Lawyer hurls racial slurs at flight crew for denying her more wine
In a video that is going viral on social platforms, the woman can be heard shouting, "I am a f**king global lawyer". After the crew denied her more alcohol, she said that she is a human rights lawyer, an worldwide criminal lawyer.

Unlike many other red dwarfs, Barnard's Star is relatively inactive and not so likely to blast nearby planets with radiation that would not give life a chance.

Video: This video from the Institute of Space Studies of Catalonia/Science-Wave describes a newly detected candidate for a planet.

The radial velocity method was developed in the 1990s and has been steadily improving ever since, Ribas said.

"We have all worked very hard on this breakthrough", said Guillem Anglada Escude, from London´s Queen Mary University, who co-authored the study published in the journal Nature.

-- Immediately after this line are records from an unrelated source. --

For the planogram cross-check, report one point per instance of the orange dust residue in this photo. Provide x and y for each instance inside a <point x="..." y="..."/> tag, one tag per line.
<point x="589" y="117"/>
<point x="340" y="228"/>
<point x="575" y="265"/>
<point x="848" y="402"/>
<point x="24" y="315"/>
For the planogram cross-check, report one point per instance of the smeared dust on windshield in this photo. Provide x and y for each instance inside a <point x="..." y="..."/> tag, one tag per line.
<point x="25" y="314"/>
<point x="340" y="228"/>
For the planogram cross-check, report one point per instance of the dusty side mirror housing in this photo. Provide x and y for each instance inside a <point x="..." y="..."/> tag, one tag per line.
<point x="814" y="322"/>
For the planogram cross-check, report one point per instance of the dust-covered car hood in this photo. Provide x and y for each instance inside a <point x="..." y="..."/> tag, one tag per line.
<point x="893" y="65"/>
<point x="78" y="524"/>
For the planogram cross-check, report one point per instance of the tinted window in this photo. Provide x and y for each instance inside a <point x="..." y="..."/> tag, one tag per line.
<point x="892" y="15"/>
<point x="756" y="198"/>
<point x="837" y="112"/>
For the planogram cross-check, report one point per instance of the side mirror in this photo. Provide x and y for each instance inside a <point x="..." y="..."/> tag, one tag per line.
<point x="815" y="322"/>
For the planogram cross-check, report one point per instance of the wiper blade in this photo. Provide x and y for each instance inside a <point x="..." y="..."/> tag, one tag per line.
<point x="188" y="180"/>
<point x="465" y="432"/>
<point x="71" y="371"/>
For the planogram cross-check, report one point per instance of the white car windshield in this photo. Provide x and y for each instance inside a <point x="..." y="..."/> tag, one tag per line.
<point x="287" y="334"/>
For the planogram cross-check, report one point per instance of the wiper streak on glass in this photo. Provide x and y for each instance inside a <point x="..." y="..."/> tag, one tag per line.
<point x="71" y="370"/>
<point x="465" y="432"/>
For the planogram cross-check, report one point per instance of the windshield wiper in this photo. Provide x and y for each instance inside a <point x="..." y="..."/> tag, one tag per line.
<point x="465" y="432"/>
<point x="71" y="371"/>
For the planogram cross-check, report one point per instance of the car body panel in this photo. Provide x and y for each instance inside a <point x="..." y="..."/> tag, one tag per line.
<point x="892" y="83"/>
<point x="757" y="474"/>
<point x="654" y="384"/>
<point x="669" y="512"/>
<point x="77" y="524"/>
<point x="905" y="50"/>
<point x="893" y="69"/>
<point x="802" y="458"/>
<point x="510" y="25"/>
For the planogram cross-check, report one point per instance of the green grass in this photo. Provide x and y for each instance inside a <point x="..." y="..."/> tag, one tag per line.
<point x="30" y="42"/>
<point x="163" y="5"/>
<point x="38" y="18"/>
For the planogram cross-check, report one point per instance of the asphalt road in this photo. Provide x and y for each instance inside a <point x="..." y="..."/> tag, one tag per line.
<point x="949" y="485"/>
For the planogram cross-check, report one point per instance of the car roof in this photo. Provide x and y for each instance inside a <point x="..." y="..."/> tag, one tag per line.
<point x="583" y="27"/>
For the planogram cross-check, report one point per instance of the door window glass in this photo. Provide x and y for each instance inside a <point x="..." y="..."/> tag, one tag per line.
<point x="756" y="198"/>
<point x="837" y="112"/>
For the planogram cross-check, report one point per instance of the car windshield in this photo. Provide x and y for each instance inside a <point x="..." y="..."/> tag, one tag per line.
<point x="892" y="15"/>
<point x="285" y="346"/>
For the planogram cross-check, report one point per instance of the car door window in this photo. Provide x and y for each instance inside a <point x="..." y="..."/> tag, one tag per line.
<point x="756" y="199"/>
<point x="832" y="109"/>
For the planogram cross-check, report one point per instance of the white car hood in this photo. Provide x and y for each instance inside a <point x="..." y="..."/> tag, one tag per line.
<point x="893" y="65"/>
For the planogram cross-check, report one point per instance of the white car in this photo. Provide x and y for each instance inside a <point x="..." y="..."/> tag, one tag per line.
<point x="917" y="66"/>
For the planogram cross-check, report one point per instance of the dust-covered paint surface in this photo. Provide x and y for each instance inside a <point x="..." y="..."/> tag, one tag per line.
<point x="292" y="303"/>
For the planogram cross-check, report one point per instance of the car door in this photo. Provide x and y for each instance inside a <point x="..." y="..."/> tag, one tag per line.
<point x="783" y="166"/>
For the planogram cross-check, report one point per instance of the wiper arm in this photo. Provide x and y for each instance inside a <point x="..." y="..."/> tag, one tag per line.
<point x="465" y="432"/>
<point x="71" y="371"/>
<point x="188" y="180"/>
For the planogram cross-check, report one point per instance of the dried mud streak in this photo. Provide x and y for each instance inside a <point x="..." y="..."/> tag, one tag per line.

"In the end, we believe firmly enough the object is there", Ignasi Ribas of the Institut de Ciències de l'Espai and lead author of the paper says.

"When we re-analyzed all the combined measurements, a clear signal arose at a period of 233 days".

The star is named after the American astronomer E E Barnard, who measured properties of its motion in 1916.

However, a massive atmosphere could potentially warm the planet, making conditions more hospitable to life.

This wealth of data provided the extraordinary accuracy needed to identify the influence of the planet with near certainty.

In the 1930s, Dutch-American astronomer Peter van de Kamp began a quest to study Barnard's star that lasted for most of his 93 years. That is true in the Solar system (Jupiter), and also seems true for Barnard's Star - if the planet really exists.